El abanico es tan amplio que hay cabida, incluso, para una gran variedad de sinónimos. Roncar es equiparable a frontear para denotar una actitud de superioridad o, coloquialmente, vacilar. Además, para referirse a pasar el rato con amigos, conocidos como panas, parceros al más puro estilo Maluma, o el combo, los reguetoneros no escatiman en absoluto. Janguear o parisear derivados del inglés hang out, salir, y party o pari, fiesta; rumbear, gozadera o al garete, que es un término polisémico, para cuando no existe hora de llegada, son solo cuatro ejemplos de todos los que ofrece el género.

Andar arrebatao admite también más de un significado, entre ellos, arriesgarse o encontrarse bajo el efecto de las drogas.

Un tema recurrente en las canciones de reguetón es la demostración de poderío económico. En el sector no se habla de dinero, sino de lana, y a las joyas o al brillo se les conoce con la expresión blin blin. Además, la jeepeta no es el único automóvil que aparece en escena, es habitual escuchar hablar de la marca de coches Lamborghini como lambo. Anuel AA, Jhay Cortez y J. Balvin cantaban incluso: “no hay excusa, gasté 30 mil en la medusa” en alusión al símbolo con el que se reconoce a la marca Versace.

En otra categoría se agrupan todas las expresiones para designar emociones y actitudes. Mientras que ser picky o quisquilloso, o un feca, evolución de fake, mentira, no es precisamente un halago, en el lado opuesto, artistas como Rosalía acuñan de cora, acortamiento de de corazón. Otros, como Bad Gyal presumen de ser los más pegaos -famosos- en la industria o de pichear o ignorar a alguien descaradamente, como Bad Bunny en Yo perreo sola.
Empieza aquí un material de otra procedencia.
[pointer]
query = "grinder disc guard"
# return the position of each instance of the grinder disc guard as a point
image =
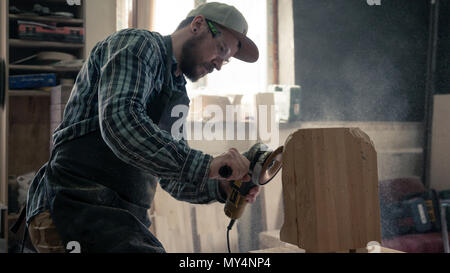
(270, 166)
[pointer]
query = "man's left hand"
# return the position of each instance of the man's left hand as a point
(250, 197)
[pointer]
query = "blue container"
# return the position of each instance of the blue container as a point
(32, 81)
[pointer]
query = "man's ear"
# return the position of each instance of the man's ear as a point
(197, 24)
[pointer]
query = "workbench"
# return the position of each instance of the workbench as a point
(270, 243)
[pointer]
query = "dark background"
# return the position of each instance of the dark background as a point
(357, 62)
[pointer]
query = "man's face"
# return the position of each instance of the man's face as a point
(202, 53)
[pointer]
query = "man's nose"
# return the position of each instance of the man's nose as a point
(218, 62)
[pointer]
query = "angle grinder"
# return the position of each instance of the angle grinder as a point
(264, 166)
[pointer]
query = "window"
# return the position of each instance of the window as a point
(124, 14)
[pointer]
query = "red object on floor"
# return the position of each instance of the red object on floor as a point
(416, 243)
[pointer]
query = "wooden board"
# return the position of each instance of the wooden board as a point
(440, 147)
(211, 227)
(330, 190)
(171, 222)
(29, 134)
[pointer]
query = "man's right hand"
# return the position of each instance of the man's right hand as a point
(237, 162)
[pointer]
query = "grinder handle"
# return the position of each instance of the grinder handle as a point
(236, 203)
(225, 171)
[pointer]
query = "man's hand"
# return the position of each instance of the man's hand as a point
(250, 197)
(240, 166)
(237, 162)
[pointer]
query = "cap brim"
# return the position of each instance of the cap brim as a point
(249, 51)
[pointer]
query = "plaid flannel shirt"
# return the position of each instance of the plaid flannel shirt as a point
(112, 93)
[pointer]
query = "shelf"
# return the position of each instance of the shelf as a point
(28, 93)
(44, 68)
(71, 21)
(13, 216)
(43, 44)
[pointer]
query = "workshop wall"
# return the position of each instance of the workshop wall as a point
(361, 62)
(443, 52)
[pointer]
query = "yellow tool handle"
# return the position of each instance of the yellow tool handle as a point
(235, 205)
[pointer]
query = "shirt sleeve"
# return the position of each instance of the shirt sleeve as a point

Karol G y Nicky Minaj también dejaban aflorar sus sentimientos titulando una de sus canciones más famosas como tusa, palabra que se ha convertido en todo un misterio y que ellas mismas se han visto obligadas a explicar ante la incertidumbre de sus seguidores. Realmente la tusa es la sensación de despecho hacia un antiguo amor difícil de olvidar. En esta línea, aparece el verbo celar, tener celos.

Derivando hacia un lenguaje más callejero es frecuente escuchar términos como motora, extendida principalmente por Morad para referirse a una motocicleta; perreo, la manera de bailar reguetón o yales, sinónimo de mujeres y que ha llegado a ese punto tras haber pasado por girl y gyal. Chambear y jalar pueden incluirse en este grupo y describen las acciones de cargar y disparar una pistola.

Son también curiosas palabras como bellaquear, para designar deseo sexual o mamarre, acuñado por Guaynaa como clímax de una fiesta e imposible de leer sin cantarlo mentalmente para los verdaderos amantes del reguetón. Safaera, que apareció para quedarse, puede interpretarse como reacción ante algo asombroso, o vaina que significa, simplemente, cosa.

A partir de ahora, ya estás totalmente preparado para identificar de lejos a los fecas que no aman de cora el reguetón y frontear de piquete y de ser el más pegao con tu combo cuando salgas a janguear. Como diría Don Omar: “Perreo pa’ los nenes, perreo pa’ las nenas”.